Un segnale significativo per la decarbonizzazione del settore siderurgico europeo: il produttore svedese SSAB ha ricevuto 20 milioni di euro di finanziamenti dell'UE per un nuovo programma di ricerca e sviluppo. Il finanziamento fa parte della più ampia strategia dell'UE per la transizione dell'industria pesante verso la neutralità climatica entro il 2050, con l'acciaio verde che gioca un ruolo centrale nel raggiungimento degli obiettivi climatici nell'intera catena del valore della costruzione.
SSAB persegue l'eliminazione dei combustibili fossili nella produzione dell'acciaio dal 2016 attraverso la sua iniziativa HYBRIT, che sostituisce i forni ad altoforno basati sul carbone con la tecnologia di riduzione diretta alimentata a idrogeno combinata con forni ad arco elettrico. L'azienda ha consegnato il suo primo acciaio privo di combustibili fossili ai clienti nel 2021 e ha annunciato la produzione commerciale su larga scala per il 2026. Il nuovo finanziamento dell'UE dovrebbe accelerare lo sviluppo di acciai di qualità avanzata adatti ad applicazioni strutturali impegnative, incluso l'acciaio da costruzione ad alta resistenza per l'uso in edifici a più piani e progetti di ingegneria civile.
Per architetti e ingegneri strutturali, la rilevanza strategica è chiara: l'acciaio rappresenta circa il 7-9% delle emissioni globali di CO₂, con la produzione convenzionale in altoforno che emette circa 1,85 tonnellate di CO₂ per tonnellata di acciaio grezzo. I percorsi di produzione basati sull'idrogeno possono ridurre questa cifra a meno di 0,05 tonnellate per tonnellata, alterando fondamentalmente l'impronta di carbonio dei tipi di edifici ad uso intensivo di acciaio. Progetti come gli edifici alti in legno spesso combinano il legno ingegnerizzato con connettori in acciaio e elementi di controvento — l'approvvigionamento di acciaio a basso carbonio per questi componenti influisce direttamente sulle Dichiarazioni Ambientali di Prodotto dell'intero edificio e sulla conformità ai meccanismi emergenti di tariffe sul carbonio come l'CBAM.

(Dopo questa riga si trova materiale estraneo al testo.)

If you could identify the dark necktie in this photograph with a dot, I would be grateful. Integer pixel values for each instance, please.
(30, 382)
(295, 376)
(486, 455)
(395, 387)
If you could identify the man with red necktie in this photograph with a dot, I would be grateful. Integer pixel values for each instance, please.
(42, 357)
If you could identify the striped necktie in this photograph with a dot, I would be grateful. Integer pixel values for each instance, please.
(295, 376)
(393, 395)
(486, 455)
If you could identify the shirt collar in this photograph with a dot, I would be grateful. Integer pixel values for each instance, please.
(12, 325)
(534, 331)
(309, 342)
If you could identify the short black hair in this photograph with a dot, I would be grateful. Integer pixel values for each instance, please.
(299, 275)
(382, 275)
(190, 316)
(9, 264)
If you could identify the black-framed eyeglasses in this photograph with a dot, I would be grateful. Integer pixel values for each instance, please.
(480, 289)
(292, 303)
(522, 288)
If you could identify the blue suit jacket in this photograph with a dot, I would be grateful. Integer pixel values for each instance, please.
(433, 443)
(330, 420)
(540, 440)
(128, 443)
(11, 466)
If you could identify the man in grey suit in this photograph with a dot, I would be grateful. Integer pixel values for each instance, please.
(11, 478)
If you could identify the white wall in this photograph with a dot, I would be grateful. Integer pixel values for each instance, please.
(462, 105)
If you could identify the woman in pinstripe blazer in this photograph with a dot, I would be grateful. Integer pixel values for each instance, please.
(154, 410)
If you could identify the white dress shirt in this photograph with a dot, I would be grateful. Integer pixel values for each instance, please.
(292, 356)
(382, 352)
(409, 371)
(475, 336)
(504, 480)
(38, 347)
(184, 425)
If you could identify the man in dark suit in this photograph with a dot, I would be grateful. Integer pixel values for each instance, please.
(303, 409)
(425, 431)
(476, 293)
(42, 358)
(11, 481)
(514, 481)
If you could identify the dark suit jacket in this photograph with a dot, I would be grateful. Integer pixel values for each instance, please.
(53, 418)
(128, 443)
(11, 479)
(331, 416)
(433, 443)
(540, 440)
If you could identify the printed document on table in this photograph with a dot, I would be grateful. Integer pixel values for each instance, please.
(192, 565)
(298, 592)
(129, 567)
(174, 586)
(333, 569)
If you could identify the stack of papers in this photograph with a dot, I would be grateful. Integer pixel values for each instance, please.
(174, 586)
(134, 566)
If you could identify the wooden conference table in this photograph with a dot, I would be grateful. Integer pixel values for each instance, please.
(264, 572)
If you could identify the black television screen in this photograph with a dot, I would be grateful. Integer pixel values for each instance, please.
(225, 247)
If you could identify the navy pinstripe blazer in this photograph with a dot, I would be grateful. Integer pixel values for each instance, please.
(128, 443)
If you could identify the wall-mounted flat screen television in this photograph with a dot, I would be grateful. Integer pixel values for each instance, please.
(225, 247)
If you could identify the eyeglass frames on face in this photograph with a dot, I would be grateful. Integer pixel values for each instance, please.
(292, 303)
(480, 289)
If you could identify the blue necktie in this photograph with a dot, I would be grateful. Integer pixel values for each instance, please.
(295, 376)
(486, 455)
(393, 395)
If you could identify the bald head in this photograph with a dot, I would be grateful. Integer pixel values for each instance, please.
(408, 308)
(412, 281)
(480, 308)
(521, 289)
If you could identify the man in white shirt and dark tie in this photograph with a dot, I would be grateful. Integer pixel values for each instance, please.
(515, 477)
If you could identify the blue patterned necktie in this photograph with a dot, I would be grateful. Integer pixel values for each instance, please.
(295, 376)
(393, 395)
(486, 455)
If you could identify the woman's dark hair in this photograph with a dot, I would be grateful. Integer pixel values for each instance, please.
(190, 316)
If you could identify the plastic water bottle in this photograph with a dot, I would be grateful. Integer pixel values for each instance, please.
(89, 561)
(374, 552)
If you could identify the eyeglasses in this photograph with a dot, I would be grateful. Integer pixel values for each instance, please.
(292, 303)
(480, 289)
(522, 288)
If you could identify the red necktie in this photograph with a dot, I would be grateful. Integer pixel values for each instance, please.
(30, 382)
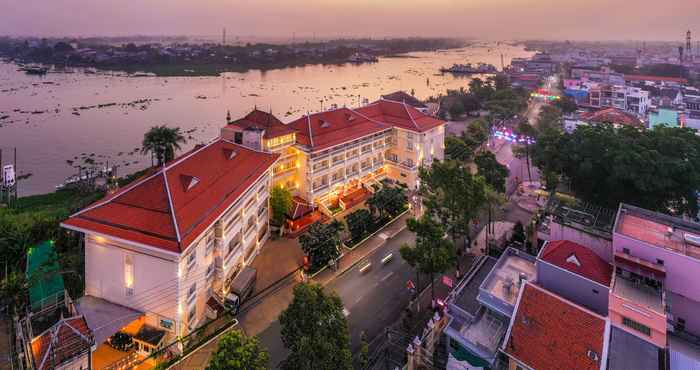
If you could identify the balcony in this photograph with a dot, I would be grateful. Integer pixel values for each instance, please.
(321, 187)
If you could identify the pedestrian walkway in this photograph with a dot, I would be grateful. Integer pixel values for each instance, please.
(352, 257)
(5, 348)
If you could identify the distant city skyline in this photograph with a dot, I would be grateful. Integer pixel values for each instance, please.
(495, 19)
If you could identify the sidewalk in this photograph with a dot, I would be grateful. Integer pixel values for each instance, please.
(352, 257)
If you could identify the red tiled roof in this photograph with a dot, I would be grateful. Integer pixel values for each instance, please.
(326, 129)
(170, 208)
(550, 333)
(404, 97)
(613, 116)
(262, 120)
(655, 78)
(400, 115)
(590, 266)
(60, 343)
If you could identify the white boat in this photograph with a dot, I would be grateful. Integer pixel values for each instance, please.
(104, 172)
(470, 68)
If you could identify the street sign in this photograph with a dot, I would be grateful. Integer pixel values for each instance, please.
(8, 176)
(447, 281)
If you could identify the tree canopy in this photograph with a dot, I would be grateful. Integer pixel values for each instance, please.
(389, 201)
(280, 203)
(656, 169)
(315, 331)
(453, 195)
(433, 253)
(321, 243)
(236, 351)
(161, 142)
(493, 172)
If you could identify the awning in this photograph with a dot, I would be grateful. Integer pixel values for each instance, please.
(105, 318)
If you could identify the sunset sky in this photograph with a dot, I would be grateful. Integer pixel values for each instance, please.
(493, 19)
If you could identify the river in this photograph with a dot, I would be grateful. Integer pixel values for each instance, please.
(63, 117)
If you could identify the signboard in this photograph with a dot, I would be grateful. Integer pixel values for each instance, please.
(8, 176)
(447, 281)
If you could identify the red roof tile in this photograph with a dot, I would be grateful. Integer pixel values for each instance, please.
(62, 342)
(561, 253)
(404, 97)
(655, 79)
(265, 121)
(550, 333)
(612, 116)
(170, 208)
(326, 129)
(401, 115)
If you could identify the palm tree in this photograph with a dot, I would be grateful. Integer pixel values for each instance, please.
(161, 142)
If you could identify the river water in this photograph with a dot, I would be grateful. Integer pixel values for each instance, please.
(64, 117)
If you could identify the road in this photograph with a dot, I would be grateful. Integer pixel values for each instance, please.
(375, 299)
(372, 300)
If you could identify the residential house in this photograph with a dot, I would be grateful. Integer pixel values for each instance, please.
(576, 273)
(579, 222)
(162, 246)
(548, 332)
(660, 256)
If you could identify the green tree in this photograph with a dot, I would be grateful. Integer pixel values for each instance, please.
(281, 204)
(567, 104)
(476, 133)
(483, 90)
(457, 149)
(493, 172)
(359, 224)
(13, 290)
(453, 195)
(432, 253)
(655, 169)
(161, 142)
(236, 351)
(389, 201)
(456, 109)
(321, 243)
(523, 150)
(363, 355)
(315, 331)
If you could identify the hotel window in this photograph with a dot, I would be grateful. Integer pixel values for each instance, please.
(192, 293)
(210, 271)
(232, 221)
(211, 242)
(129, 274)
(636, 326)
(166, 324)
(192, 259)
(192, 315)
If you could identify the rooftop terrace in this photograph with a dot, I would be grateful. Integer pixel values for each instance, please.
(583, 216)
(659, 230)
(639, 293)
(500, 289)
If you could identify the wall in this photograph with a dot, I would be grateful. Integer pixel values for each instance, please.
(620, 308)
(601, 247)
(573, 287)
(155, 276)
(682, 272)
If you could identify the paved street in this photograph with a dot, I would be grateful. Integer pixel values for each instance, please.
(373, 300)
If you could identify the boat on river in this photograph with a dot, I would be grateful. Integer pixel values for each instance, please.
(35, 69)
(480, 68)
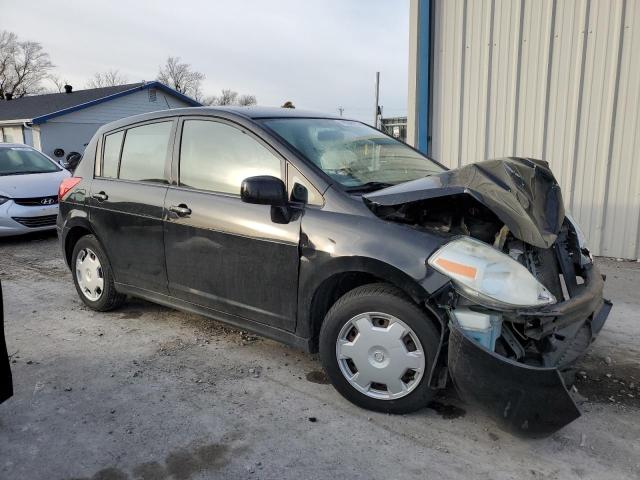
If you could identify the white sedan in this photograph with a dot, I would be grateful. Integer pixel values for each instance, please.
(29, 182)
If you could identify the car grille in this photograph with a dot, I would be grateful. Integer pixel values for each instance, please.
(36, 201)
(35, 222)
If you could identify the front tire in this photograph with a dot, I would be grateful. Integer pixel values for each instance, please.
(377, 348)
(92, 275)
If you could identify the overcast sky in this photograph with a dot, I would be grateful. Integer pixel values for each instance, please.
(320, 54)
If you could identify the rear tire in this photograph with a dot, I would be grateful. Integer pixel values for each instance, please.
(92, 275)
(368, 339)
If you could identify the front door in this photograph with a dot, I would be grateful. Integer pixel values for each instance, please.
(220, 252)
(127, 203)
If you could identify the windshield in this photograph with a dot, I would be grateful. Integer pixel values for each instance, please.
(357, 156)
(23, 160)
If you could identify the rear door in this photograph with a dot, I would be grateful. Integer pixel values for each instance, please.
(223, 253)
(127, 202)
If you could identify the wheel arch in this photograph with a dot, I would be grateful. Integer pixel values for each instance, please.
(75, 229)
(339, 276)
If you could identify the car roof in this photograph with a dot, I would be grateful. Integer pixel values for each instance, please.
(13, 145)
(246, 113)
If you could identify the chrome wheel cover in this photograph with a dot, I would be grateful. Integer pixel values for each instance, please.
(380, 356)
(89, 274)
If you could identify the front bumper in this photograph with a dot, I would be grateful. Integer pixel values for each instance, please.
(530, 400)
(31, 218)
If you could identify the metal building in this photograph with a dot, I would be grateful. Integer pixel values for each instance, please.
(551, 79)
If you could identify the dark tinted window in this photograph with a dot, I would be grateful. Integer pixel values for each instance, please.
(145, 151)
(112, 144)
(217, 157)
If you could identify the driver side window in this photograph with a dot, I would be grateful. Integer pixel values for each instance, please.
(217, 157)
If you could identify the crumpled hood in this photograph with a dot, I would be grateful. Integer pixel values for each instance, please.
(522, 192)
(33, 185)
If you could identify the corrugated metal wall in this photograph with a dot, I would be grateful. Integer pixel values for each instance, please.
(557, 80)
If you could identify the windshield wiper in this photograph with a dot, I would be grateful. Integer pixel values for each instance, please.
(369, 187)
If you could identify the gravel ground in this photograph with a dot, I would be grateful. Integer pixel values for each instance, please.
(146, 392)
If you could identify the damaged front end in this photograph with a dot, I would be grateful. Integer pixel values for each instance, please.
(524, 299)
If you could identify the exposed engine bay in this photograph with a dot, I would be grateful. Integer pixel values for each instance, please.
(560, 268)
(523, 300)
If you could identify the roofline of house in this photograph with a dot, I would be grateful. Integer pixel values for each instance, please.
(17, 121)
(155, 84)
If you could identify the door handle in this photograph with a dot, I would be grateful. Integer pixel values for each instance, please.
(101, 196)
(181, 210)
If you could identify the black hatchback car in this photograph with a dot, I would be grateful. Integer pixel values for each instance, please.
(331, 236)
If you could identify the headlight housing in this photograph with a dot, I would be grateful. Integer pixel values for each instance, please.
(483, 274)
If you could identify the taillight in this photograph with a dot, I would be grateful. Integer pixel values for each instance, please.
(66, 185)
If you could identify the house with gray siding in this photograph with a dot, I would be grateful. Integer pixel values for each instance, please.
(60, 123)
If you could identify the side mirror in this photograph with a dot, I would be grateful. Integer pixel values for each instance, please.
(264, 190)
(72, 161)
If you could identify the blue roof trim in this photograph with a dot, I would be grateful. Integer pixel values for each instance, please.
(423, 108)
(155, 84)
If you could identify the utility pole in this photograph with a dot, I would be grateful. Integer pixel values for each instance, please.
(377, 94)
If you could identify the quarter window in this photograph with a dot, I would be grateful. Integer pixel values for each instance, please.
(217, 157)
(295, 180)
(144, 152)
(111, 156)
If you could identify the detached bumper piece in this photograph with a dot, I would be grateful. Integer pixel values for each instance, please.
(529, 401)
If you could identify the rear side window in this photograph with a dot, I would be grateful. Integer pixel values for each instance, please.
(218, 157)
(111, 156)
(145, 152)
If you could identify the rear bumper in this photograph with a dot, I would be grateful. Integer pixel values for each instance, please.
(529, 400)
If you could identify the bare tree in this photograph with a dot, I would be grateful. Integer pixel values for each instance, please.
(23, 66)
(247, 100)
(231, 97)
(181, 77)
(110, 78)
(227, 97)
(58, 82)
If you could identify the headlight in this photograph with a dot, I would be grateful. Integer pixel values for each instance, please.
(490, 277)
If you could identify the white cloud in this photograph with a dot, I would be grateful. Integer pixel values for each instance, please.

Il programma R&S finanziato dall'UE di SSAB dovrebbe concentrarsi su tre aree principali: il dimensionamento della riduzione diretta basata su idrogeno a volumi industriali, lo sviluppo di acciai specifici per applicazione con proprietà meccaniche ottimizzate e l'istituzione di flussi di materiale a ciclo chiuso per il recupero dell'acciaio a fine vita. Questo si allinea con gli sforzi di collaborazione in corso tra produttori di acciaio e cemento: SSAB ha recentemente collaborato con Heidelberg Materials per sperimentare l'uso della scoria d'acciaio come materia prima per il cemento, creando un percorso circolare tra due industrie ad alta intensità di carbonio.
I progettisti dovrebbero monitorare attentamente i tempi di certificazione e la disponibilità di materiali. Sebbene i progetti pilota confermino la fattibilità tecnica, la produzione su larga scala e la parità di costo con l'acciaio convenzionale rimangono barriere critiche. Tuttavia, con la pressione normativa che aumenta — in particolare attraverso il pricing del carbonio nazionale e i requisiti della tassonomia dell'UE — la transizione verso l'acciaio privo di combustibili fossili sta guadagnando uno slancio irreversibile nei mercati delle costruzioni europei.